Srirupa Roy is professor of political science and modern Indian studies at the University of Göttingen, where she chairs the “state and democracy” research group. She received her doctoral degree from the University of Pennsylvania, and was an associate professor at the University of Massachusetts-Amherst before moving to Germany in 2011. She has been a fellow of the Social Science Research Council (MacArthur Program on International Peace and Security; Middle East North Africa Program), the American Institute of Indian Studies, the International Centre of Advanced Study at New York University, and visiting faculty at Yale University. She serves on the steering committee and fellowship selection committee of the Social Science Research Council’s InterAsia Program, and is a member of the International Advisory Board of the Asia Research Institute at the National University of Singapore and an editorial board member of Critical Asian Studies and Contemporary South Asia.
She is interested in comparative and transregional studies of nationalism, decolonization, and state formation; media and cultural politics; and the relationship between economic and democratic change in InterAsian contexts. Her current projects include a monograph on the rise of “political outsiders” and “counter-electoral forces” in electoral democracies, and an SSRC supported collaborative research project with Professor Paula Chakravartty of New York University on “media and the new political” with a specific focus on the transregional politics of “mediatized populism."
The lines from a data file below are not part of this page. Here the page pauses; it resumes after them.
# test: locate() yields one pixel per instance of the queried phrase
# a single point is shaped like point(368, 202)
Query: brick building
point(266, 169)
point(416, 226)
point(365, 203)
Roy’s books include Beyond Belief: India and the Politics of Postcolonial Nationalism (Duke University Press, 2007), Violence and Democracy in India (co-authored with Amrita Basu, Seagull/Berghahn 2006), and Visualizing Secularism and Religion (co-authored with Alev Cinar and Maha Yahya, University of Michigan Press, 2012). She has published in Comparative Studies in Society and History, Media, Culture, and Society, Journal of Asian Studies, Journal of Commonwealth and Comparative Politics, Identities, Contributions to Indian Sociology, Interventions, South Asia, Theory & Event, and several edited volumes.